ARAPÇA için kollar sıvandı. Beş ay önce, Milli Eğitim Bakanlığı’nın önerisi Bakanlar Kurulu tarafından onaylanınca bu yıl lise düzeyinde Arapça’nın seçmeli ders olması kesinleşti.
Anayasa paketiyle ilgili tartışmalar nedeniyle bu adım pek dikkat çekmedi. Bir iki itiraz dışında çok tartışılmadı da. Uygun eleman arayan Milli Eğitim Bakanlığı’nın bu hafta gazetelerde yayınlanan ilanlarıyla konu yeniden gündeme geldi.

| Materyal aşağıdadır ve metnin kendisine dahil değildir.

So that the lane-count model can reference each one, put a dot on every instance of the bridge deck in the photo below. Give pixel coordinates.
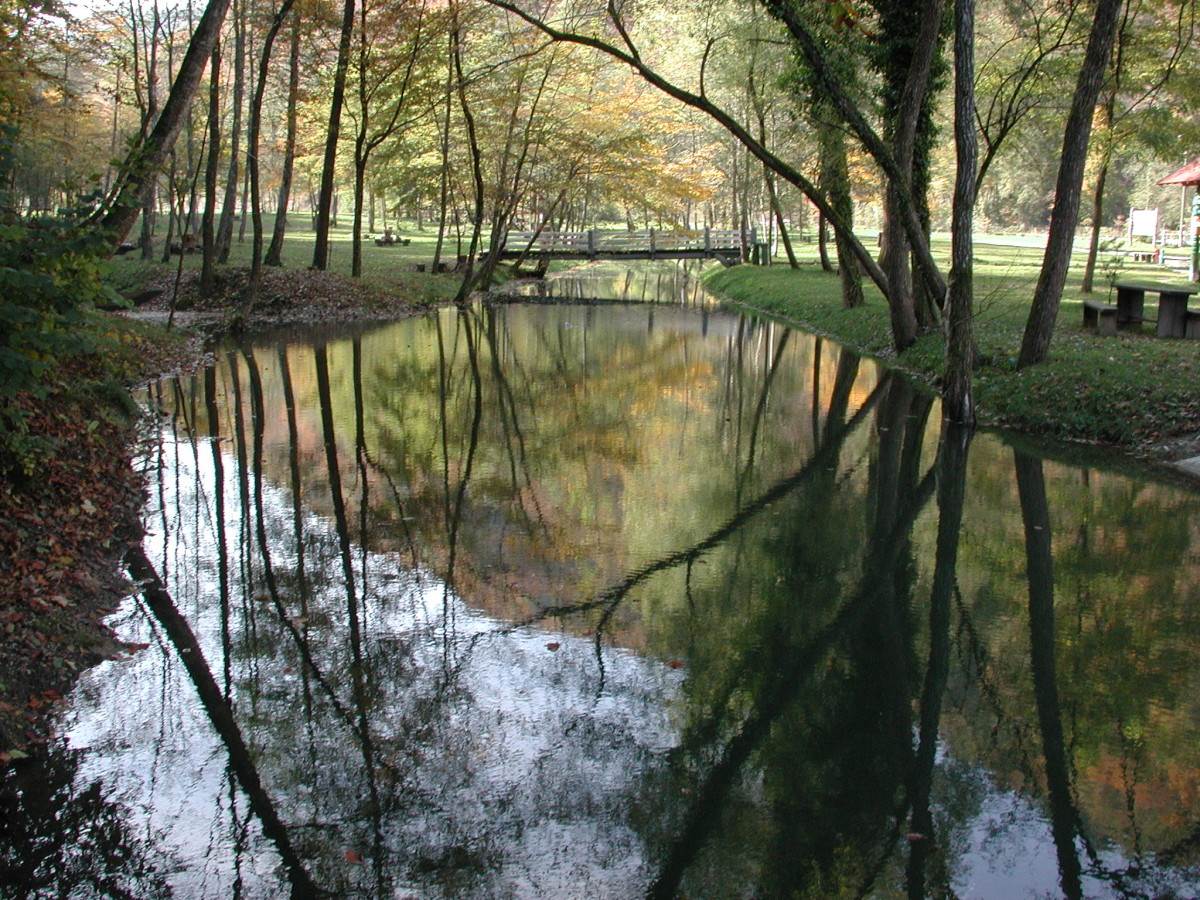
(708, 244)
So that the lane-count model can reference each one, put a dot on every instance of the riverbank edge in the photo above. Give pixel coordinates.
(66, 532)
(65, 528)
(1171, 454)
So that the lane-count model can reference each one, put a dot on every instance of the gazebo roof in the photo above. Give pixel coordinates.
(1188, 175)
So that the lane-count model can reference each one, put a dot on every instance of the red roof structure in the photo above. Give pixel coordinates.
(1188, 177)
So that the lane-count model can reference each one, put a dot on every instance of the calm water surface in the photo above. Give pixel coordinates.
(617, 600)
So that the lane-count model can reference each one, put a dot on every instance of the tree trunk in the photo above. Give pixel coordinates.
(256, 120)
(1048, 294)
(835, 183)
(245, 181)
(147, 156)
(823, 243)
(1093, 245)
(275, 252)
(325, 199)
(958, 403)
(150, 199)
(475, 168)
(360, 177)
(210, 174)
(445, 161)
(229, 207)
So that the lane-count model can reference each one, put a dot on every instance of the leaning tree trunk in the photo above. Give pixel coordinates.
(445, 162)
(1048, 294)
(325, 199)
(958, 403)
(147, 157)
(275, 252)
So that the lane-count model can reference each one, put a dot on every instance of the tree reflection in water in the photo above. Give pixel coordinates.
(564, 600)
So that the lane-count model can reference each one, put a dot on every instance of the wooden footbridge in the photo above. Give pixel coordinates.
(707, 244)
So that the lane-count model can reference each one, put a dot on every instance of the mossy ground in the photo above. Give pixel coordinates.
(1134, 390)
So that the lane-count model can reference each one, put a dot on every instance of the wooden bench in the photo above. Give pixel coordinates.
(1173, 306)
(1101, 317)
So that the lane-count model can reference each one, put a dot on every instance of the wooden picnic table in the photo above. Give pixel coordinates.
(1173, 305)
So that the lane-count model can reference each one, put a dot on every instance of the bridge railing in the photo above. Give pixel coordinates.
(653, 240)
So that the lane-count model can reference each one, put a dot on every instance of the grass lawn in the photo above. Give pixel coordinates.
(385, 269)
(1134, 390)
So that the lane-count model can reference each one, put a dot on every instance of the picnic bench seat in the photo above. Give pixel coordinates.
(1101, 317)
(1173, 305)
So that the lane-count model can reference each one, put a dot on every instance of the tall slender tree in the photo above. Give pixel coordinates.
(1048, 294)
(325, 198)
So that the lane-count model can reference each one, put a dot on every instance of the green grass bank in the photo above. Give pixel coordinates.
(1134, 391)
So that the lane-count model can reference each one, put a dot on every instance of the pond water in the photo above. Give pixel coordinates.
(621, 600)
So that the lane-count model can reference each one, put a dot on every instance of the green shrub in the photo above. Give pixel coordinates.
(51, 276)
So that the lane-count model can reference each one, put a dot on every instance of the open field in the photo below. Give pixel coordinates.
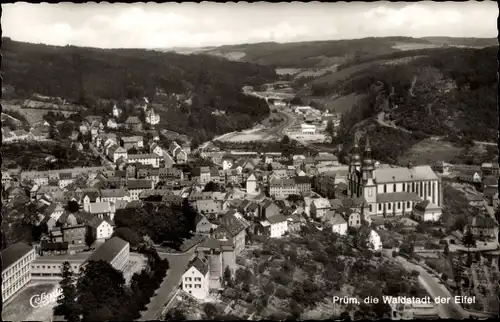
(337, 105)
(430, 151)
(20, 309)
(256, 134)
(32, 115)
(415, 46)
(345, 73)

Mecburi yabancı dilin yanında seçmeli olarak öğrenilen diller arasına Arapça’nın da dahil edilmesi bana göre yerinde bir karar. Türkiye’nin Ortadoğu’ya yakınlaşması, İslam dünyasında Arapça’nın ortak dil haline gelmesi için yapılan çalışmalar göz önüne alındığında Arapça’nın eğitim programına alınmasında anlaşılmayacak bir yan yok. Kaldı ki, Türkiye’de Güney ve Güneydoğu’da geniş bir kesimin anadili de Arapça. Bakanlar Kurulu’ndan sessiz sedasız çıkan bu karar nedensiz değil. Talep olmasa bu karar da çıkmazdı. Bunu isteyen, çocukların Arapça öğrenmelerini gerekli gören, yeni istihdam olanakları sağlayacağını hesap eden birileri mutlaka var. Beni rahatsız eden de tam bu noktada yapılan bir haksızlık. Birilerinin talepleri sessiz sedasız yerine getirilirken, Hükümet’in Kürtçe eğitimle ilgili talepler konusundaki katı tavırları.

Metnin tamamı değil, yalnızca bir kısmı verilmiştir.